Based on the criteria of the International Diabetes Federation in 2005 (17, 28), and the national cholesterol education program-adult treatment panel III (29), the presence of at least three to four major abnormalities including; obesity, especially abdominal obesity, hypertriglyceridemia, low HDL hypercholesterolemia, hypertension, and elevated FBS, could be considered as metabolic syndrome. In the present study, insignificant changes in serum levels of adiponectin and lipid profile were found after six months of MMT. Variations of anthropometric parameters and an inverse correlation were observed between serum adiponectin levels with BMI and a positive correlation with WC and serum HDL. However, the findings showed that low concentrations of serum adiponectin, when compared with those of the control group, might lead to metabolic abnormalities.
Our study had some limitations such as; small sample size and relatively short intervention time. Furthermore, because central adiposity can affect serum adiponectin concentrations, the subjects were matched based on their WC, but not their BMI.

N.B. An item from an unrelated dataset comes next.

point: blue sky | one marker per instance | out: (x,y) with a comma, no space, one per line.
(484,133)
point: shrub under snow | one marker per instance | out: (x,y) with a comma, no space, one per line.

This study showed that MMT did not markedly alter the concentration of serum adiponectin in drug abusers. However, taking into account the variations of serum lipid profile and anthropometric parameters, the findings indicate that serum adiponectin levels might play a role in the pathogenesis of obesity and other metabolic abnormalities. Thus, more long-term studies with larger numbers of subjects are recommended.